Protests over social inequality and economic instability, which have rocked a number of Latin American countries over the years, are likely to spread to Brazil.
President of Brazil’s leading opposition force, the Workers’ Party (PT), Gleisi Hoffmann made this known in an interview with Sputnik.
Brazil has been experiencing lackluster economic development and a low quality of life.
In Latin America, we are witnessing a struggle by the people trying to ensure that their rights are not taken away from them.
“Here in Brazil, you will probably see a reaction, and this is not a call from parties A or B.

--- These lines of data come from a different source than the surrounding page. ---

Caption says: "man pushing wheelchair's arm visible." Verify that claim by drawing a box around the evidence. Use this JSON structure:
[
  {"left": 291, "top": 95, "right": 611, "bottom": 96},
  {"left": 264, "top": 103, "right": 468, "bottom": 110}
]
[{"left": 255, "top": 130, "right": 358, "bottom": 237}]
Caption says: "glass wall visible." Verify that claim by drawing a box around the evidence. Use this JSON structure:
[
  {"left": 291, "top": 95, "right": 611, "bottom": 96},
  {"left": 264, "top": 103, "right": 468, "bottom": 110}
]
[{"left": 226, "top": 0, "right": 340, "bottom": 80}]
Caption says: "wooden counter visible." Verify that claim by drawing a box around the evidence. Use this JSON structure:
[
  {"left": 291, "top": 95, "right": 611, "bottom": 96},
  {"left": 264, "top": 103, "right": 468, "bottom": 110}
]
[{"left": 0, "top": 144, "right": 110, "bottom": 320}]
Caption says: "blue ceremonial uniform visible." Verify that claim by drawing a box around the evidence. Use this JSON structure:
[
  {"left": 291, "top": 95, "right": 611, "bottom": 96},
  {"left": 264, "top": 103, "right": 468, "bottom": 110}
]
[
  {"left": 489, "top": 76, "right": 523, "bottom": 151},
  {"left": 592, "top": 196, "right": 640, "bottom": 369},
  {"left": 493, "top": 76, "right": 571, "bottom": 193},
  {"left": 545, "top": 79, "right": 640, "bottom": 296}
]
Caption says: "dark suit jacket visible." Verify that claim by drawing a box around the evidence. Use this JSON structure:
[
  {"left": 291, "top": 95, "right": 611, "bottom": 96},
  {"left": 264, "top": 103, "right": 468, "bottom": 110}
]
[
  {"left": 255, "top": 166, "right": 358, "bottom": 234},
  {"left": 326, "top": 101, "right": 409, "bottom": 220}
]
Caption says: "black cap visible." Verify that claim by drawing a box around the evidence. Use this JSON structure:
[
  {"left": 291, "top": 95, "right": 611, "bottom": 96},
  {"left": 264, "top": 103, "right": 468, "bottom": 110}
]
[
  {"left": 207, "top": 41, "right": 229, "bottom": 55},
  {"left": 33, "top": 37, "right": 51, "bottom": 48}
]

“This is a reality that is being imposed on the Brazilian people.
“We have started to build a welfare state on the basis of the Constitution, which was taken as a basis and expanded under the government of (Luiz Inacio) Lula and Dilma (Rousseff, both former presidents), but now all this is changing.
“Brazil is a poor country with many people without social protection, without incentives to develop the economy, create jobs and decent living conditions for the people.

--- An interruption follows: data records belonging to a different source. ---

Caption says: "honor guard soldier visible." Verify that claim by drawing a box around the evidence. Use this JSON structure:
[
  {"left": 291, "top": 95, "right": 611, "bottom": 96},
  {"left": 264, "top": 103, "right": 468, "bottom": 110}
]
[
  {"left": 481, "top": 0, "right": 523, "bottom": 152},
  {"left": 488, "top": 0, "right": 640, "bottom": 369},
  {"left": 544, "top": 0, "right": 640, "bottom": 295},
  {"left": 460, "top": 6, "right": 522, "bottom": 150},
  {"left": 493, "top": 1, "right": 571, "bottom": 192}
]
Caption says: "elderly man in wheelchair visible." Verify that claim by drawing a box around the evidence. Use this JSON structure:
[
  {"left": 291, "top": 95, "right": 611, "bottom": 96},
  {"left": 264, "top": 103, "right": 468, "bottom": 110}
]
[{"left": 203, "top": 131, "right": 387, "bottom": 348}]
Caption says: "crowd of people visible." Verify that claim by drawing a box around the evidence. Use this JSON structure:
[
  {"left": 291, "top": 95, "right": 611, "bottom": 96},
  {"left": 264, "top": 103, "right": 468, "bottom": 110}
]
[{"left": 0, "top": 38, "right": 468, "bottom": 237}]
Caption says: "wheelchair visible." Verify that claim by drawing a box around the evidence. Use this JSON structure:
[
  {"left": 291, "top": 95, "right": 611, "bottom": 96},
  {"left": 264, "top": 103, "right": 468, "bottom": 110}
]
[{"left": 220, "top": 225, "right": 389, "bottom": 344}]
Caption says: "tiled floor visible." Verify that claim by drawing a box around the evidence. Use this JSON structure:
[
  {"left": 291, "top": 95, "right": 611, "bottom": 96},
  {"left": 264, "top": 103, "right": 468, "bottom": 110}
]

Obviously, the population will understand this and will protest,” Hoffmann, who serves as a member of the lower house of parliament, said.
The lawmaker added that in general, the protests in Latin America were sparked by economic policies that failed to benefit the people.

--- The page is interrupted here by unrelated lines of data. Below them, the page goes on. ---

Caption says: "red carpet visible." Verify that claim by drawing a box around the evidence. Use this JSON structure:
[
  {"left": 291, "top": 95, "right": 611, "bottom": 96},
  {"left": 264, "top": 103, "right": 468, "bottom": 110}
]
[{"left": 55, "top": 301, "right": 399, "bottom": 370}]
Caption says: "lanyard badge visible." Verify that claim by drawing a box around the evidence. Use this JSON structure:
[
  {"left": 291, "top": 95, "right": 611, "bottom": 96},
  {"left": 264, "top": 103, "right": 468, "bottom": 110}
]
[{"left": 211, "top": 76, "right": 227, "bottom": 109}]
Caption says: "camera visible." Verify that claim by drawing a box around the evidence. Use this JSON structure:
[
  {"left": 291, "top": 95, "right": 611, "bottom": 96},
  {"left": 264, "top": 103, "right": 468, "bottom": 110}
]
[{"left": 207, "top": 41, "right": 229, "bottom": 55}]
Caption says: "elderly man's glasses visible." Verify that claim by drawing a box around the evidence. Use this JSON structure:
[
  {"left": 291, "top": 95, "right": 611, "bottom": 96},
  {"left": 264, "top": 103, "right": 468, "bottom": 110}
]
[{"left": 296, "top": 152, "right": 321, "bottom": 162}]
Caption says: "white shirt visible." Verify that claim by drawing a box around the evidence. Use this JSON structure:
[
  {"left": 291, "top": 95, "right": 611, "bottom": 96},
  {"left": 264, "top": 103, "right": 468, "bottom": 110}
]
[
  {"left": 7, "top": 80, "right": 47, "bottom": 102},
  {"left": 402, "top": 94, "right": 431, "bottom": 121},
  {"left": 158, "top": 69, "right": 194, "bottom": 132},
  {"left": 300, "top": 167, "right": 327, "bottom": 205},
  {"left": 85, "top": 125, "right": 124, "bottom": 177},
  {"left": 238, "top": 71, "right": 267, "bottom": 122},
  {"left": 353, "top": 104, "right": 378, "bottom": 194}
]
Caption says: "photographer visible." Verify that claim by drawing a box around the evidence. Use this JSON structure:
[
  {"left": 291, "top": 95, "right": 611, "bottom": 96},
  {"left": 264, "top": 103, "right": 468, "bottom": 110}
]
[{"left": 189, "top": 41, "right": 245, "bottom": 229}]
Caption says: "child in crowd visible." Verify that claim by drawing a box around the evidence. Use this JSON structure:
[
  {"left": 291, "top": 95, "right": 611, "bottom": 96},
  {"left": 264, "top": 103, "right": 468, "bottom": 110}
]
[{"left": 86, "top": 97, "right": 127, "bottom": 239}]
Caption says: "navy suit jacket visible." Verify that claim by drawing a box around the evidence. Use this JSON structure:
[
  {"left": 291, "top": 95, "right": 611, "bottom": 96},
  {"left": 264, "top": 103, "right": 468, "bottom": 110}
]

We are not alarmed by protests and mounting demonstrations.
“In Latin America, there is a debate about choosing the right economic model.
“In the countries where the neoliberal model has existed for a long time, we see people on the streets protesting about the lack of rights, precarious living conditions, and the economic situation.
Vivid examples are Chile and Argentina. (Argentine President-elect) Alberto Fernandez and (Vice President-elect) Christina Kirchner won the election because the economic policy (of outgoing President Mauricio) Macri have plundered the Argentine people,” Hoffmann said.
In recent months, the rallies over inequality have occurred in Bolivia, Colombia, Ecuador, and even in Chile, once considered Latin America’s most stable country.
At the same time, tensions have been on the rise in Brazil since President Jair Bolsonaro came to power.
Bolsonaro’s opponents criticise his unfriendly stance on LGBT rights, mismanaging the response to the Amazon forest fires as well as the country’s poor economic performance.